Была изнежена и пряна
(а тема вновь бежит назад)
моя изысканная Жанна
(наивной юности парад).

Как неумело я влюбился,
как я надумано страдал,
как  я с гантелями трудился
и как свиданья ожидал.

Твой путь был словно сон короткий:
удар машины, крик в тиши…
Я выпил очень много водки
за упокой твоей души.

И описать теперь не смею
(как я был глуп, как я был груб!)
твою ребяческую шею
и выпуклость капризных губ.

Но помнится одна картина –
она навечно в голове:
зелёный луг, кустов куртина,
велосипеды на траве,

И то прекрасное мгновенье:
шумит родник (за всё прости!),
ты стоя рядом на коленях
пьёшь воду из моей горсти.

*** Отступление 1***

Ну что ж, опять заминка будет.
Душа должна набраться сил.
Что было в жизни? Только люди,
которых знал я и любил.

Я вспоминаю всё, что было
и не грущу - что впереди.
Моя не дальняя могила
пока ещё в моей груди.

Стучит, стучит сердечный клапан
морзянку – точки и тире.
И лунным дождиком заляпан
сентябрь на моём дворе.

Воспоминанья, сожаленья…
Мираж. Не стоят и гроша.
Но это нужно, без сомненья,
на этом строится душа.

***Отступление ***

Ну -  в путь, читатель, кто б ты не был.
Встают с улыбкой на губах,
те, кто не думая о хлебе,
спокойно спят в своих гробах.

Я так обязан этим людям,
я так благодарю судьбу,
что мы сегодня их не будем
считать лежащими в гробу.

*************************

V. Владимир Янович. Бунт. г..Бугульма

Я помню звонкую минуту:
булыжник смаху бил окно.
И мы, по хитрому маршруту
бежали прочь.
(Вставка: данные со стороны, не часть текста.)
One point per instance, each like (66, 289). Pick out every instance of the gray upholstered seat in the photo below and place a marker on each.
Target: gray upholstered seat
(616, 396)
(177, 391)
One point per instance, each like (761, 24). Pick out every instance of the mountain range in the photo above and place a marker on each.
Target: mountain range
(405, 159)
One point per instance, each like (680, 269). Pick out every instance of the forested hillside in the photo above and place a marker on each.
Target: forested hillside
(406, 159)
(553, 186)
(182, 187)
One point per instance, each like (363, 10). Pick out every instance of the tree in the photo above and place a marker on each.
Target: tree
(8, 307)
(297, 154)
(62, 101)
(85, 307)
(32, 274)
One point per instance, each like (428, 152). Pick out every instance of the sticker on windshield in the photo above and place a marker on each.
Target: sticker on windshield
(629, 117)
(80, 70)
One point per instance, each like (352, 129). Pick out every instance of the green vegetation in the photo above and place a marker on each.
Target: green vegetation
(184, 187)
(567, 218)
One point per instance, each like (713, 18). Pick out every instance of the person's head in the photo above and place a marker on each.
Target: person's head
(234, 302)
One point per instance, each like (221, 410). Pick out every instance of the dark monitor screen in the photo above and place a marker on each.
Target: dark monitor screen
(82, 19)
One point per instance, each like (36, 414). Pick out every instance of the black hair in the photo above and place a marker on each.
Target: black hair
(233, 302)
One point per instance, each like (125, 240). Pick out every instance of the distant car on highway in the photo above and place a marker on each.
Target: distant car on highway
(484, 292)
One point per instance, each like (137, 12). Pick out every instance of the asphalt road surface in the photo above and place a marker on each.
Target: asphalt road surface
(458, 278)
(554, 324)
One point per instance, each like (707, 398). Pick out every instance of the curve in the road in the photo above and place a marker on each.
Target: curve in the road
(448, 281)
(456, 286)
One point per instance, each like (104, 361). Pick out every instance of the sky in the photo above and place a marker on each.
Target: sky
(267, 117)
Вокруг темно.

Восторг и радость папуасов,
тайком бежавших из оков.
Начальство в голубых лампасах
гремело злобой кулаков.

Конечно, это было слишком -
Теракт - забавы дураков.
Поймали б – точно дали вышку.
Закон при Зодчем был таков.

Но повезло. Нас не поймали.
На рынке, в складе (был засов)
мы до полночи продрожали
(был холод -  мы не из трусов).

Ночь шум и крики разогнали
погони, жаждущей поймать.
Палили в воздух (напугали!)
и часто вспоминали мать.

А мы покуривали тихо,
на бочках сидючи впотьмах.
В.Я., по жизни, много лиха
тащил на молодых плечах.

Расстрел отца. А мать – на зону..
Володю – в детский ДВР. *
Такие милые законы
Придумал Главный Пионэр.

Но он бежал из детской зоны.
Не смог натуру обуздать.
И - потащились перегоны:
бродил, разыскивая мать.

По всей Руси, а Русь  велИка, 
не охватить и не обнять,
бродил мальчонка, как калика,
по лагерям искал он мать.

Нашёл. «Хозяин» - дядя в силе,
сказал, вертя в руке наган:
«Надысь в овраге … схоронили.
Иди отседа, мальчуган».   

Страна хрипела, умирая
в коммунистическом плену,
Ушёл  он,  слёз не утирая,
всё в ту же подлую страну.

Он стал геологом, бродягой.
Пил много. Пил, сидел, молчал..
Над ним висела тень ГУЛАГа,
Клааса пепел в грудь стучал.

И как то, пьян,  шёл невесёлый.
Дом, кабинет, в нём – генерал….
Я в это время шёл из школы.
Что дальше – я уже писал.

Мы с ним встречались. Говорили
за чаем, водкою. Одни.
Бродили по лесу, курили..
Мы подружились в эти дни.

Он умер через год. Сказали –
инфаркт. Я понял – он устал.
Мы все от подлости устали.
А он ушёл в иные дали
и жить в неволе перестал.
 
* ДДВР – детский дом детей врагов народа.